Yasin aveva frequentato a Messina il corso di Scienze geofisiche per il rischio sismico. Oggi all’ateneo sono 620 gli studenti iraniani iscritti, una comunità numerosa e molto presente. Appresa la notizia della sua morte, i connazionali che vivono in città hanno deciso di non restare in silenzio e di trasformare il dolore in una voce collettiva.

Il sit-in in Galleria e l’appello alla libertà
La manifestazione si è svolta in Galleria Vittorio Emanuele e, secondo quanto riferito, ha coinvolto oltre mille persone. L’obiettivo è stato accendere i riflettori anche sulle 12.000 persone uccise dall’inizio dell’anno in Iran, oltre che ricordare Yasin. “Da giorni non abbiamo notizie delle nostre famiglie – raccontano – Cosa chiediamo? La libertà di vivere”.
Accanto alla comunità iraniana si sono schierati anche tanti giovani che frequentano l’università. Il messaggio è lo stesso: vicinanza, partecipazione, rifiuto della violenza politica. “Siamo stati vicini alla comunità iraniana nell’organizzazione di sit-in di protesta contro il brutale regime che opprime l’Iran da troppo tempo – affermano Emilia Pace e Francesco Carabellò – oggi abbiamo appreso con profondo sgomento della morte di Yasin”.

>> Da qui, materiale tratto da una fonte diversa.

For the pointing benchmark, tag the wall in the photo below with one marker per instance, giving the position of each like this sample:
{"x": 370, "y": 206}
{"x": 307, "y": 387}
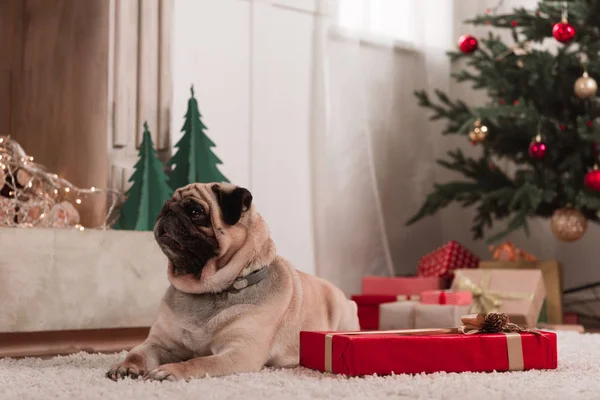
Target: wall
{"x": 58, "y": 54}
{"x": 251, "y": 63}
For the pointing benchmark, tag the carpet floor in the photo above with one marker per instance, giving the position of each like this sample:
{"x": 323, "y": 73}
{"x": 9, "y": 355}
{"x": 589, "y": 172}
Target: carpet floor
{"x": 81, "y": 376}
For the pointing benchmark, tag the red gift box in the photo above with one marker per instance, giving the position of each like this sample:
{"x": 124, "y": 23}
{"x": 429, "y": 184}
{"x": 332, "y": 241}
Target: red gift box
{"x": 425, "y": 351}
{"x": 443, "y": 261}
{"x": 368, "y": 307}
{"x": 458, "y": 298}
{"x": 407, "y": 285}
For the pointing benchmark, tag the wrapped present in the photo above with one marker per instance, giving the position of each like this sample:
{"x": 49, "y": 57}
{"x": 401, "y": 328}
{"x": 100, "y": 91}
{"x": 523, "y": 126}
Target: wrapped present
{"x": 369, "y": 307}
{"x": 470, "y": 348}
{"x": 405, "y": 285}
{"x": 398, "y": 315}
{"x": 570, "y": 318}
{"x": 563, "y": 327}
{"x": 411, "y": 314}
{"x": 519, "y": 293}
{"x": 439, "y": 316}
{"x": 446, "y": 297}
{"x": 444, "y": 260}
{"x": 552, "y": 274}
{"x": 509, "y": 252}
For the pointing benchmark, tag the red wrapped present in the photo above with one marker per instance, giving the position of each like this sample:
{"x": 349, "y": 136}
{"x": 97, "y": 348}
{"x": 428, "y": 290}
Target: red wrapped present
{"x": 426, "y": 351}
{"x": 457, "y": 298}
{"x": 443, "y": 261}
{"x": 406, "y": 285}
{"x": 368, "y": 307}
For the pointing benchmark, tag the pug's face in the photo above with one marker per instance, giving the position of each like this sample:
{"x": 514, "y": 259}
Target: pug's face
{"x": 191, "y": 223}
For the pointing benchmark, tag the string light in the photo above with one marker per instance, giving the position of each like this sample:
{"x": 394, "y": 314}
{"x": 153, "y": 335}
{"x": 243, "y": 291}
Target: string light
{"x": 38, "y": 198}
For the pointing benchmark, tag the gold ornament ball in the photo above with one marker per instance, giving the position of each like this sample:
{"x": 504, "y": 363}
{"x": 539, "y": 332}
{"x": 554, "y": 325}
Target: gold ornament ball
{"x": 568, "y": 224}
{"x": 23, "y": 177}
{"x": 585, "y": 87}
{"x": 479, "y": 132}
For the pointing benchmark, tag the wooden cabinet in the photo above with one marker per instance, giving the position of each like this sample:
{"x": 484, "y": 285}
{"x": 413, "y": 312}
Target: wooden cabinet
{"x": 84, "y": 76}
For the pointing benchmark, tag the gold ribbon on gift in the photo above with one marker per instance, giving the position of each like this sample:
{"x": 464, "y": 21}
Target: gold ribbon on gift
{"x": 485, "y": 300}
{"x": 472, "y": 324}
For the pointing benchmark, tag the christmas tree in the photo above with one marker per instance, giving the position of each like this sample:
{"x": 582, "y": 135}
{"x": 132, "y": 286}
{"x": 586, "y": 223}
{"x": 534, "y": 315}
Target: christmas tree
{"x": 194, "y": 160}
{"x": 148, "y": 192}
{"x": 541, "y": 120}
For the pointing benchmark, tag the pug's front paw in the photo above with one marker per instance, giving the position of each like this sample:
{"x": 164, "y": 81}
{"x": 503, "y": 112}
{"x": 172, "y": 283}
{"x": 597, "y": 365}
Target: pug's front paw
{"x": 167, "y": 372}
{"x": 126, "y": 369}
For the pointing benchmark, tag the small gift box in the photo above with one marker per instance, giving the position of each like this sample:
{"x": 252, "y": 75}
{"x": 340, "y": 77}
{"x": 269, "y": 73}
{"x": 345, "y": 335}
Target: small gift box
{"x": 439, "y": 316}
{"x": 430, "y": 350}
{"x": 570, "y": 318}
{"x": 369, "y": 309}
{"x": 552, "y": 274}
{"x": 509, "y": 252}
{"x": 518, "y": 293}
{"x": 444, "y": 260}
{"x": 446, "y": 297}
{"x": 400, "y": 285}
{"x": 563, "y": 327}
{"x": 410, "y": 315}
{"x": 398, "y": 315}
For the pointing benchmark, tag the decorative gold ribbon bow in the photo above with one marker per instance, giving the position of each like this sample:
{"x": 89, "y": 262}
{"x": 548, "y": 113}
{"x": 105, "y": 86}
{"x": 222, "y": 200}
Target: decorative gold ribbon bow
{"x": 484, "y": 300}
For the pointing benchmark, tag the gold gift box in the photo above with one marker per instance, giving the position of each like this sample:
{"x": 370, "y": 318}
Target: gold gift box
{"x": 552, "y": 275}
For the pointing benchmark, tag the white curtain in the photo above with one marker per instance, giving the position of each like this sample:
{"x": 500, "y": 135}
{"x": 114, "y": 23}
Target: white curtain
{"x": 373, "y": 147}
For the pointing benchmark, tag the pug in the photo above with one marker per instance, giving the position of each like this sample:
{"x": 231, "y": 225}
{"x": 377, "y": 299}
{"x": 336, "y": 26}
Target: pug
{"x": 233, "y": 305}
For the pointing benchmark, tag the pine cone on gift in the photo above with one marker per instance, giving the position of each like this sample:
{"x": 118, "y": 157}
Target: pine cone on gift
{"x": 500, "y": 322}
{"x": 494, "y": 323}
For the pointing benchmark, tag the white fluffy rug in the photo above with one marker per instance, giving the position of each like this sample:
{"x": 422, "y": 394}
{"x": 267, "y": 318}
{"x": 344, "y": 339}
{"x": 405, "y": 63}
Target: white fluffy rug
{"x": 81, "y": 376}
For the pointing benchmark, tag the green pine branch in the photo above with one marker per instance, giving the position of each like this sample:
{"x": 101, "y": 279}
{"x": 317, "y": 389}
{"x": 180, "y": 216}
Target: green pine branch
{"x": 529, "y": 93}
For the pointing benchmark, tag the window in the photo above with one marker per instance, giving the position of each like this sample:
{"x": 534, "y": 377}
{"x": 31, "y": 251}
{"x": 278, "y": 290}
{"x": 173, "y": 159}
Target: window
{"x": 391, "y": 19}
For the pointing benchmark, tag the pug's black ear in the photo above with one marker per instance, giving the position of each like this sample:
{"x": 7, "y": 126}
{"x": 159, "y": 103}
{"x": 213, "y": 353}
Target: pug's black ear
{"x": 233, "y": 203}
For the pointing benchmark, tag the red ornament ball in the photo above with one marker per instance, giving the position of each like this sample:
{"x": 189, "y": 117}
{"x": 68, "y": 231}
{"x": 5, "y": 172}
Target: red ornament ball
{"x": 467, "y": 43}
{"x": 592, "y": 180}
{"x": 563, "y": 32}
{"x": 537, "y": 150}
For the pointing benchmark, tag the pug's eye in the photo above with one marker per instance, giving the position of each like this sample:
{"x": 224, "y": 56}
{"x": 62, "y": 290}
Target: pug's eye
{"x": 195, "y": 211}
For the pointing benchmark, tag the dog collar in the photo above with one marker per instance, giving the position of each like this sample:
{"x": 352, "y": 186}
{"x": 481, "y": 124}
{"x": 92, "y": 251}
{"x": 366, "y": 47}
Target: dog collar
{"x": 251, "y": 279}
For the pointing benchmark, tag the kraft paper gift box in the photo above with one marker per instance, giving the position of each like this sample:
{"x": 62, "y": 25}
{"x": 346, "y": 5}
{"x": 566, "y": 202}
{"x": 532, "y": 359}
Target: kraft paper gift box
{"x": 399, "y": 285}
{"x": 411, "y": 314}
{"x": 415, "y": 351}
{"x": 398, "y": 315}
{"x": 552, "y": 274}
{"x": 519, "y": 293}
{"x": 563, "y": 327}
{"x": 370, "y": 307}
{"x": 438, "y": 316}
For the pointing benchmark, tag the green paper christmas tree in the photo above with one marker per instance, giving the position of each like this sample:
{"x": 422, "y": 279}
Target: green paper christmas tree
{"x": 194, "y": 160}
{"x": 149, "y": 191}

Messina accanto agli studenti iraniani
La piazza, nelle intenzioni di chi l’ha organizzata, vuole essere anche uno spazio di protezione per chi vive lontano e teme per i propri cari. Il sit-in è diventato un modo per dire che la distanza non cancella i legami e che la città non intende voltarsi dall’altra parte, mentre in Iran le tensioni continuano a mordere. Messina, per una sera, si è fatta coro.